Storage of Personal Information
Where we store your personal information and how is it secured:
- in the database of our website, hosted by Infomart 2000, 6691 Nob Hill Road, Tamarac, FL33321, USA. Infomart 2000 is compliant to the EU-US Privacy Shield. The store platform is PCI compliant. Personal information is stored in the United States. Access to the personal information is restricted to the store owner and protected by name/password authentication. Data entered into website checkout form is encrypted using dedicated SSL.
- in our internal mailboxes hosted by Google (for order confirmation messages) and by Google (for PayPal payment confirmation messages). Access to the data is restricted to the store owner and protected by name/password authentication.

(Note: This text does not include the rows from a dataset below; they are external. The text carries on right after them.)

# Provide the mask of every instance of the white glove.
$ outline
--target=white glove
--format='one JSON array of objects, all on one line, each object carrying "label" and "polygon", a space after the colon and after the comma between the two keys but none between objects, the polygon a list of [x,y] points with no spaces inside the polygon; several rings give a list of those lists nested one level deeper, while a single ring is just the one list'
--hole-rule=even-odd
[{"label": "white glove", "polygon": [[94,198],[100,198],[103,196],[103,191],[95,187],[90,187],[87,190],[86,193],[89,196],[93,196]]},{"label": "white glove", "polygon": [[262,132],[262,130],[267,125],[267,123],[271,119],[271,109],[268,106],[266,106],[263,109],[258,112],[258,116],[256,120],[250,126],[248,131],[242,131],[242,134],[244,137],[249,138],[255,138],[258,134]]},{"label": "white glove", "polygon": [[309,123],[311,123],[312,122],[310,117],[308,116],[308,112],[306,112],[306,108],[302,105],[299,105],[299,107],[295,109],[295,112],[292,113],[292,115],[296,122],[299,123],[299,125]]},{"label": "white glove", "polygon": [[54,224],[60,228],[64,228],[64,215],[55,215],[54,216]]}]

- on harddisk inside personal computer in our office in Prague, Czechia. Access to the data is restricted to the store owner and protected by name/password authentication.
- printed on invoices over 10.000 CZK, stored in archive in our office in Luzna 2, Praha 6, 16000 Czechia and temporarily in the office of our accounting firm 158 s.r.o., Pocernicka 509, Praha 10, 10800 Czechia.
Your rights related to Personal Information processing
You have the following rights. You can execute them by emailing a request to [email protected] We will process the requests within 24 hours.
- Right to be forgotten:
You may request us to delete your data from our order database and associated mailboxes, to cancel your account or to cancel your subscription to our newsletter.
- Right to object:
You may opt out of our websites emails and mailing list.
- Right to rectification:
You may request us to update your subscriber/contact data in our store and mailing lists.
- Right of access:
- Right of portability:
You may request us to export any of your personal data.
Backup for Future Use
If you give us explicit permission by ticking the appropriate checkbox in the checkout form, we may notify you of current promotions, specials and new additions to the Prague Souvenirs site. You may unsubscribe from our newsletters by following the unsubscribe instructions in any email you receive from us.